Iran has become a central point in the debate over the U.S.-Russia nuclear agreement as expressed in letters from members of Congress from both the Senate and House. Rep. Howard L. Berman (D-CA), chairman of the House Foreign Affairs Committee, said the following in response to being notified of the agreement:
“I am very concerned about the implications of an extensive new agreement for nuclear cooperation with Russia at a time when Russia has not been fully supportive of tough and far-reaching multilateral sanctions to convince Iran to cease its dangerous uranium enrichment activities. The Bush Administration has not received enough support from Russia in dealing with Iran to justify moving forward with this agreement at this time. Administration officials briefed our committee last week, but they were unable to offer convincing answers to our questions; we will give them a further opportunity in hearings on this subject next month.”
Just before stepping down last week, Russian President Vladimir Putin issued a presidential decree singing into law economic sanctions agreed to by the United Nations Security Council in March (Resolution 1803).

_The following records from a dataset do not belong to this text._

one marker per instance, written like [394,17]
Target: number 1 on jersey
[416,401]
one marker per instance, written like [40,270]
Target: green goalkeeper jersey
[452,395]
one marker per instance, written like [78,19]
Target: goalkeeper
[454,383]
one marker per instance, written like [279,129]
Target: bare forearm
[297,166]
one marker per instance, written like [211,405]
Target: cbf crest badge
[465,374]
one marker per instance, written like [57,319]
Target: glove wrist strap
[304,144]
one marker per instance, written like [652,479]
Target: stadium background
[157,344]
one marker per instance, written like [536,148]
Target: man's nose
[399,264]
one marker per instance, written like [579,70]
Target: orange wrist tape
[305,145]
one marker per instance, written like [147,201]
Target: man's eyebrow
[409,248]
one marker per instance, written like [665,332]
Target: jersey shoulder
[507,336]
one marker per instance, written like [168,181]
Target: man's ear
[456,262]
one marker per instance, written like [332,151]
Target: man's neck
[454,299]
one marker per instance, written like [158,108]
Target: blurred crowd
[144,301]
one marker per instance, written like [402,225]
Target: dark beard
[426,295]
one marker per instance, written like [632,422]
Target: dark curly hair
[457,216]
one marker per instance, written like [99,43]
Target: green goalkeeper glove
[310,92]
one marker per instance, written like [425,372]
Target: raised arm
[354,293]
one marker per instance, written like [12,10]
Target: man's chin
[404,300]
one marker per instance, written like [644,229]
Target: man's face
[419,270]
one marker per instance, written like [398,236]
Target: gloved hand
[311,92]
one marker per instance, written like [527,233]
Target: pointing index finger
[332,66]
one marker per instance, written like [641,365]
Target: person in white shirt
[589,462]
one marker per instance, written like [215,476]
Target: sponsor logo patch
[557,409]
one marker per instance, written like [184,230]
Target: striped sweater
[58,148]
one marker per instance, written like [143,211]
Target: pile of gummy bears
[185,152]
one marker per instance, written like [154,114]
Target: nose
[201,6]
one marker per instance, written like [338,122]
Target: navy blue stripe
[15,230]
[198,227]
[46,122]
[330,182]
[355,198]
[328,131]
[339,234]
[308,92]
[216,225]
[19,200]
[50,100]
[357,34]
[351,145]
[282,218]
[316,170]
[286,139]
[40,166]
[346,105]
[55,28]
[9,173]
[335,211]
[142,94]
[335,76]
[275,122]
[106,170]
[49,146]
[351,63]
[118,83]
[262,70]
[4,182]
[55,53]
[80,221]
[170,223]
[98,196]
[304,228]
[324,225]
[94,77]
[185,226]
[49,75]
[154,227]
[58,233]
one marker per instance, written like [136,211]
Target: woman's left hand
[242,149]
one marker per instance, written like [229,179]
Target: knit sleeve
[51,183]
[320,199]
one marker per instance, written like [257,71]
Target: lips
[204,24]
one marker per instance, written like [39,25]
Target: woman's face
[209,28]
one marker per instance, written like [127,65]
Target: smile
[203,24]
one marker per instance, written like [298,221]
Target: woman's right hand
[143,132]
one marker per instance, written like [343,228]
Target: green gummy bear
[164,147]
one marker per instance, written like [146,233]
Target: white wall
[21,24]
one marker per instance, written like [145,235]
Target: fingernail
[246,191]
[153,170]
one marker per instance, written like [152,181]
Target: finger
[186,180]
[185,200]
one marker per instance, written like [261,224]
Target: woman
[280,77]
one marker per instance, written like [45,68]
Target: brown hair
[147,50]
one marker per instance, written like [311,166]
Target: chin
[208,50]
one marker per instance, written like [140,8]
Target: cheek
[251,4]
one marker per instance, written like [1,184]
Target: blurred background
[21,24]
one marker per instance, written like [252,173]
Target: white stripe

This may have been a result of pressure from the U.S. to implement the sanctions in exchange for the 123 Agreement, but it also may have simply been for internal political reasons. Russia was after all one of the original authors of Resolution 1803.
While the U.S.-Russia 123 agreement is questionable because it will pave the way for the controversial Global Nuclear Energy Partnership, Congressional concerns over Russia’s cooperation with Iran on the Bushehr reactor are misplaced. Last week, Senators Norm Coleman (R-MN) and Evan Bayh (D-IN) spearheaded a letter to President Bush expressing concerns over Russia's exports of nuclear fuel to Iran for the Bushehr nuclear power plant. In the letter, the Senators argue that the U.S.-Russian 123 agreement “would pave the way for the increased commercialization of Russia's nuclear energy sector and could be construed as U.S. approval of its proliferation activities in Iran.”
But, the Bush administration points to the Bushehr program to support arguments that Iran does not need a uranium enrichment program. The Bush administration changed its position last year on Bushehr in order to get Russian support for United Nations sanctions on Iran. The reversal in the U.S. position on the Bushehr reactor also followed Iran’s agreement to return spent nuclear fuel from the reactor back to Russia to ensure it doesn't extract plutonium to make nuclear weapons.
In a separate letter raising questions about the 123 Agreement sent to President Bush on May7, Representatives John Dingell (D-MI) and Bart Stupak (D-MI) said that Congress needs a “detailed assessment of Russian assistance to all aspects Iran’s nuclear and missile programs.” More importantly, the Dingell-Stupak letter raises very legitimate concerns regarding how the 123 Agreement will encourage greater cooperation on the Global Nuclear Energy Partnership (GNEP), particularly given the fact that the Department of Energy has yet to develop a proliferation assessment of the program.
Representatives Dingell and Stupak cite their Committee on Energy and Commerce’s jurisdiction over civilian nuclear energy and its ongoing investigation of GNEP, a program to reprocess spent nuclear fuel from both domestic and foreign reactors for use in a new generation of reactors. The Committee’s investigation has so far revealed that there is not consensus on whether the U.S. should abandon its 30-year nonproliferation policy that prohibits the reprocessing of spent nuclear fuel. Representatives Dingell and Stupak note that GNEP program would have the same results as commercial reprocessing in other countries including the U.K., France, Japan and Russia where there is an accumulation of 150 metric tons of separated plutonium that could be used to make nuclear weapons, representing a significant proliferation risk. And as an April 24, 2008 letter from nine U.S. senators urging funding cuts to GNEP demonstrates, there are other wide-ranging concerns about the program ranging from cost, to nuclear proliferation risks, to environmental contamination dangers.
The U.S.-Russia nuclear cooperation agreement certainly raises many questions about nonproliferation policy and double-standards and the agreement should be subject to scrutiny. U.S. plans to reprocess spent nuclear fuel would be particularly hypocritical when it is seeking to prevent the spread of reprocessing technology and expertise to other countries. Hopefully the agreement will also raise the debate about whether it is good policy for the U.S. to base strengthening its relationships with other countries on nuclear cooperation agreements and the implications it has for the nonproliferation and disarmament regime.